Adaptive Activation Functions for Predictive Modeling with Sparse Experimental Data

Farhad Pourkamali-Anaraki,Tahamina Nasrin,Robert E. Jensen,Amy M. Peterson,Christopher J. Hansen
2024-02-08
Abstract:A pivotal aspect in the design of neural networks lies in selecting activation functions, crucial for introducing nonlinear structures that capture intricate input-output patterns. While the effectiveness of adaptive or trainable activation functions has been studied in domains with ample data, like image classification problems, significant gaps persist in understanding their influence on classification accuracy and predictive uncertainty in settings characterized by limited data availability. This research aims to address these gaps by investigating the use of two types of adaptive activation functions. These functions incorporate shared and individual trainable parameters per hidden layer and are examined in three testbeds derived from additive manufacturing problems containing fewer than one hundred training instances. Our investigation reveals that adaptive activation functions, such as Exponential Linear Unit (ELU) and Softplus, with individual trainable parameters, result in accurate and confident prediction models that outperform fixed-shape activation functions and the less flexible method of using identical trainable activation functions in a hidden layer.
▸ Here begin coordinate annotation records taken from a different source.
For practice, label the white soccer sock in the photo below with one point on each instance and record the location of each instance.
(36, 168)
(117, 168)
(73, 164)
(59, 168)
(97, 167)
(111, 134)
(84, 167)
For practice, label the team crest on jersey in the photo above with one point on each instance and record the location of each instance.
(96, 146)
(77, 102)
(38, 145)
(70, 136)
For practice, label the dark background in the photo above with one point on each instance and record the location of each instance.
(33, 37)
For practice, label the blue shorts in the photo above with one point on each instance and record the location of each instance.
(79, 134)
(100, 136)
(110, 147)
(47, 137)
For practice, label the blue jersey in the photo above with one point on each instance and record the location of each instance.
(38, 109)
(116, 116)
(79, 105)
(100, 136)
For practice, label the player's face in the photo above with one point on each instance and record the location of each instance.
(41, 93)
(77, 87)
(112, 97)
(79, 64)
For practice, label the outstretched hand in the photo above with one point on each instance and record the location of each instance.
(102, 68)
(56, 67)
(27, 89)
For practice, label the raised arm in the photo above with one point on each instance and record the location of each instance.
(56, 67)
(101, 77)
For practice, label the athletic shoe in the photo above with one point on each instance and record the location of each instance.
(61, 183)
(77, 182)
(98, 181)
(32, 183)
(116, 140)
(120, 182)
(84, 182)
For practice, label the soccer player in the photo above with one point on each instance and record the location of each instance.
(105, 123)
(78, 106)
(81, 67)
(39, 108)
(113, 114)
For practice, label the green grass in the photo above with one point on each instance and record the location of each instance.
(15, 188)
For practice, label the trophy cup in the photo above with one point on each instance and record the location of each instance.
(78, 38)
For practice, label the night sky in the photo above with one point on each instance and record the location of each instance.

Therefore, this work presents an elegant way of facilitating the design of adaptive neural networks in scientific and engineering problems.
Neural and Evolutionary Computing,Machine Learning
What problem does this paper attempt to address?
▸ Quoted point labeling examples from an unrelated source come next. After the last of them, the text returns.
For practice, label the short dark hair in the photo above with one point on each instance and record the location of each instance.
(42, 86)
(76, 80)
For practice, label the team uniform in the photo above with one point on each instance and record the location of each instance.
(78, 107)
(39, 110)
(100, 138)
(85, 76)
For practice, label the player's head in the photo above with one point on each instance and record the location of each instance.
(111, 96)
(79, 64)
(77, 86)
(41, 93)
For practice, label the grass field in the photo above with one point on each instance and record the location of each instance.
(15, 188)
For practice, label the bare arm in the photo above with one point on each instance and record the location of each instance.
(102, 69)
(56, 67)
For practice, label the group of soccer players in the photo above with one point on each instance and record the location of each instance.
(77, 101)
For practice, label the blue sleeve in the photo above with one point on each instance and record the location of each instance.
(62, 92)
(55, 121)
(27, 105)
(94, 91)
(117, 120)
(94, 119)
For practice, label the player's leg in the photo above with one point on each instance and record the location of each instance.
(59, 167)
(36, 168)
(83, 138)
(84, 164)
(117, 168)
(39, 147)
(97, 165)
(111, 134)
The paper attempts to address the issue of the application effectiveness of adaptive activation functions in neural networks under conditions of sparse experimental data (i.e., small sample sizes). Specifically, the research focuses on the following aspects: 1. **Evaluating the effectiveness of adaptive activation functions**: Compared to traditional fixed-shape activation functions (such as ELU, Softplus, and Swish), whether adaptive activation functions (with trainable parameters) can improve prediction accuracy and model confidence. The study explores different scenarios of sharing activation functions within hidden layers versus assigning independent trainable parameters to each unit. 2. **Effectiveness on small sample datasets**: For the first time, systematically exploring the performance of adaptive activation functions in application scenarios with fewer than 100 training samples. Through three different additive manufacturing problems as case studies, the applicability and superiority of adaptive activation functions in such data-scarce environments are verified. 3. **Quantifying prediction uncertainty**: In addition to relying on traditional classification accuracy metrics, the study introduces the concept of prediction sets, using conformal inference methods to generate prediction intervals, and evaluates the impact of adaptive activation functions on neural network prediction uncertainty through two metrics: empirical coverage and the average size of prediction sets. 4. **Providing code implementation**: To facilitate practitioners in applying adaptive activation functions under limited data conditions, the authors provide source code implementations of hidden layer activation functions with shared and independent trainable parameters. Through this research, the paper aims to fill the current gap in understanding the application effectiveness of adaptive activation functions in small sample data environments and provide new insights and tool support for researchers in the scientific and engineering fields constrained by limited labeled data.